On l'a vu dans le premier chapitre, les autres ne sont pas totalement aveugles aux changements et à l'étrangeté des nouvelles pratiques de la personne. Mises en garde, éloignement, témoignage d'inquiétude, acceptation passive ou remarques sont autant de réactions possibles face à l'anormalité. Une fois établi pour soi le caractère anormal de sa propre conduite, c'est au regard de l'autre sur soi qu'il faut faire face.

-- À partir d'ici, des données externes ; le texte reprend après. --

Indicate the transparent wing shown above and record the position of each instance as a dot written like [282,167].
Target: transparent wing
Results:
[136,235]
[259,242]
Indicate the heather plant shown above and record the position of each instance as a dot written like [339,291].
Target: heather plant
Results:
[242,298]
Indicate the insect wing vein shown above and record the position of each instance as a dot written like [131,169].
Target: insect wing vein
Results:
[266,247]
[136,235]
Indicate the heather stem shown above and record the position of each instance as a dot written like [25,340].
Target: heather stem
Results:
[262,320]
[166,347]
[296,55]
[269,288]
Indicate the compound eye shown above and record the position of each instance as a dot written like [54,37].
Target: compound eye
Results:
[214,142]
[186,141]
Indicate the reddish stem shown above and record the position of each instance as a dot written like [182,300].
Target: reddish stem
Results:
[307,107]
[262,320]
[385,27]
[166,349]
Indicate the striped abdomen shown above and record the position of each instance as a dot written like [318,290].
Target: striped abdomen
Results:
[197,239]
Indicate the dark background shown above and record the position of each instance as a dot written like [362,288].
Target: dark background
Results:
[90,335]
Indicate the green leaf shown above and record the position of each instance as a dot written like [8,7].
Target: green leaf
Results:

« En fait je m'en rendais bien compte parce qu'en plus y avait des gens qui m'appelaient l'anorexique. C'était assez chiant, ce surnom à deux balles... En fait j'avais deux surnoms comme ça, quand j'étais en psycho en plus, je supportais pas : j'étais l'anorexique et l'adolescente. Parce que je m'habillais comme une ado, quoi. Enfin tu sais, je m'habillais pas en femme. Et voilà, je détestais ça, évidemment, quoi. C'est comme si on te foutait un miroir en plein devant la gueule en te montrant ta vérité. Je trouvais ça un peu cash et un peu con en plus comme manière de réagir. En plus j'étais pas du genre à en parler. Y'en a qui en parle tout le temps de leur alimentation, moi j'en parlais pas, je faisais rien quoi. J'allais lire mon bouquin ou j'allais fumer mon spliff à la pause du midi, quoi. J'étais très bien comme ça. Je me sentais pas mal, je me suis jamais sentie plus mal que ça par rapport à ça. C'est à chaque fois qu'on m'en a parlé en fait, qu'on m'a considérée comme malade ou ayant un problème qui m'a saoulée. Sinon... Enfin c'est les autres qui trouvent pas ça normal. J'ai pas eu en plus de problèmes de santé plus que ça, j'ai eu de la chance. Enfin à part mes syncopes et compagnie mais euh, pour moi c'était pas un problème quoi. C'est bon tu t'assois cinq minutes et l'esprit revient. Je le savais que c'était pas normal, mais... Dès l'instant où moi je me sentais mieux comme ça, parce que je me sentais mieux, et je me préférais comme ça, pour moi y'avait pas de problème quoi. » Melle RT.RI.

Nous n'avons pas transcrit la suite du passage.